Acomodado en un asiento vacío, vio el invierno transcurrir como una primavera harta de ser, reutilizada e ilusoria; la calidez del viento se mantendría en su forzado correr con su máscara puesta, asumiendo sobre sí misma la naturaleza del cambio apresurado y fingido. La usual falsedad del clima generaba en él un estado similar, hundido en pensamientos ajenos, tristemente propios.
Todo a su alrededor se encontraba igualmente vacío; las formas no contenían nada en ellas más que lo que traía consigo la brisa, y en su presencia las cosas parecían encontrar refugio: un envase realmente vacío donde no existía lo verdadero y por lo tanto tampoco lo falso, donde no había lugar para lo bueno y por eso tampoco para lo malo, un envase en el que lo Mismo se encuentre en lo profundo de su ser lo que motiva a lo otro y se desentienda de sí. Esa es la libertad, la que se sabe impoluta, pensó.
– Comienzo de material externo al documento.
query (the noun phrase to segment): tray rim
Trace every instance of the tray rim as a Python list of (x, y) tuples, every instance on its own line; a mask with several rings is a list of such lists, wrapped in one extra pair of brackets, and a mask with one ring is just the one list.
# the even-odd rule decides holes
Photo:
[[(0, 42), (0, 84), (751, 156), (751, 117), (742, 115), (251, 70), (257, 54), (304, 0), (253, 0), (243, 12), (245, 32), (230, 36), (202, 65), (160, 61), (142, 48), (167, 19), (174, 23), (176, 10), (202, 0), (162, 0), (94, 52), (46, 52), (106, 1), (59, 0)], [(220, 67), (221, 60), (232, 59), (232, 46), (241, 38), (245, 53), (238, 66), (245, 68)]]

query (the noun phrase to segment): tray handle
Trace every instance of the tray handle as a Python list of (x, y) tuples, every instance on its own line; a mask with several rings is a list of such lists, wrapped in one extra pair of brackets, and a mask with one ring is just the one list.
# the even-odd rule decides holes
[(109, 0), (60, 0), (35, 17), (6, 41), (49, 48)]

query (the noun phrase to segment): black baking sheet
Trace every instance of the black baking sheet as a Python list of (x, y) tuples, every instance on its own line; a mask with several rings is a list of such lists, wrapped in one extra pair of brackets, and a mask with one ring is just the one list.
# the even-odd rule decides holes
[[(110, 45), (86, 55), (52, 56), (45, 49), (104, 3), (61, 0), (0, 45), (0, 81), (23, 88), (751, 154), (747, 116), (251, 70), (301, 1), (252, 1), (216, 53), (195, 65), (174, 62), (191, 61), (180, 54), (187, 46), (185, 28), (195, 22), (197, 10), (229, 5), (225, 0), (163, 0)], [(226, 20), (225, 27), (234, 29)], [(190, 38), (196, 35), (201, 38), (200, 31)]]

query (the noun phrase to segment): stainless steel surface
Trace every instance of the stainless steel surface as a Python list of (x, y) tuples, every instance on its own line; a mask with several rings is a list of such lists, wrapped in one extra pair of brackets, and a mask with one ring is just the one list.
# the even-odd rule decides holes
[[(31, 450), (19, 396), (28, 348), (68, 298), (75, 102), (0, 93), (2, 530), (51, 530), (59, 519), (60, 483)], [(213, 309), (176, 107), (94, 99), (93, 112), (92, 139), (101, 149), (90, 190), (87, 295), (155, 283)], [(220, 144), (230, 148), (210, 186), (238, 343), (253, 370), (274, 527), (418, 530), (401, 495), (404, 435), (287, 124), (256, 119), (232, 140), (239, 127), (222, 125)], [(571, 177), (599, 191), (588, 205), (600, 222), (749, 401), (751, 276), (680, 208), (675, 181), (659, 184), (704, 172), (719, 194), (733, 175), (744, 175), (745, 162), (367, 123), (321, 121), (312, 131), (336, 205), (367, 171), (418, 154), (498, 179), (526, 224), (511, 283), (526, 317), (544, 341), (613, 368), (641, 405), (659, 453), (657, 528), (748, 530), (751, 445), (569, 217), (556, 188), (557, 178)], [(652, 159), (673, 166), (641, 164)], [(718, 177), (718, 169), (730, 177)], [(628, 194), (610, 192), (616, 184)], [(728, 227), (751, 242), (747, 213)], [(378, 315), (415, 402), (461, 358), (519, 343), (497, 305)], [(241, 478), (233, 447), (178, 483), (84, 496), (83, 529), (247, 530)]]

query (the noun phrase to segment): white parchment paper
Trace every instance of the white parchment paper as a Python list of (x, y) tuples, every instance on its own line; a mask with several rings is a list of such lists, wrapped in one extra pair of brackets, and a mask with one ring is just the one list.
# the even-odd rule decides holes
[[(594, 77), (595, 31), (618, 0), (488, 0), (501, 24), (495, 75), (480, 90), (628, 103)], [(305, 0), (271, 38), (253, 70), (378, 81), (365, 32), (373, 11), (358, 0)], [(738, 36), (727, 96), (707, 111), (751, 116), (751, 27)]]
La libertad es inalcanzable; esta forma aquí sentada debería dejar de ser y solo ser como parte de todo, un todo irreductible. Pensó, sin quererlo y de un momento a otro, en el perdón de pecados, el perdón bíblico mediante el cual pasamos de ser algo a ser otra cosa, gestándose en nosotros esa metamorfosis divina motivada por la gracia, pasando de la esclavitud y la opresión a la más viva libertad, a la que nos sería imposible acceder si no fuéramos quienes somos; salvación pura e individual, y sin embargo también colectiva y en unidad con el cuerpo, encaminados en un mismo propósito en hermandad.
Esa es la libertad, la que se sabe impoluta, pensó. Por esto es la libertad, para éste aquí sentado, plenamente inalcanzable. ¿Lo será también para ella?
Miró desde esa larga distancia con la mirada frágil de quien ama, amando con solo mirar, que es un amor ciertamente perverso y voyerista el del que mira desde lejos; amor ansioso y desenfrenado, amor que tiembla, insostenible mientras no se ve, amor del que solo vive cuando ve vivir desde lo oscuro y que vive sin ser visto. A algunos metros de distancia estaba aquella, la prueba de que quien vivía, en ese momento, en ese lugar, viéndola, era él; estaba sentada, hablando con otro hombre, al mismo tiempo que él, desde lejos, le hablaba a ella en murmullos y balbuceos o con su más devoto silencio.
Sus respuestas ante todo lo que él le murmuraba eran igualmente devotas y por ello sensuales, femeninas, irresistibles, qué ojos, qué entrega, y en él no hay vacilación, ella es mía, incondicionalmente mía. Entre ellos algo hablan, algo dicen, algo oyen, algo posiblemente entiendan de lo que dicen y oyen. Sin embargo él no oye, no entiende: oh, aquél, mi objeto de deseo, únete conmigo, quita de mí esto que me hace ser uno para que no pueda distinguir entre tu ser y el mío.
Pensó que aquél podría ser el amor de Dios, sostenible en tanto su omnipresencia no se desvaneciera, mientras todo lo ve. Un amor que nace de verlo todo y por eso un amor incomprensible para el hombre, ciego de fragilidad; amor que se origina de conocer cuanto existe, de comprenderlo todo, un amor que viene de la libertad de Dios de ser El mismo ese todo que ve, que conoce, que comprende, y por lo tanto ama. Sí, Dios ama porque es amor él mismo y por conocer lo que ama. Aquellos pensamientos lo llenaron de un sentimiento de indeterminada minusvalía, condenando a ser, por ser hombre, por ser él mismo, por no ser ella, por no ser ni conocer a Dios, completamente incapaz de amarla, degradado a un par de ojos que simplemente miran.
De una manera ciertamente singular, parecida a los pequeños y efímeros remolinos de viento que levantan cuanto hay en el suelo y se desplazan de forma principesca por las calles más desiertas, la escena lejana de una cita entre un hombre y una mujer en un café donde suena jazz de bar de mala muerte se difuminó a la vista de quien observaba y se perdió junto a toda la mugre flotante que elevaba el viento.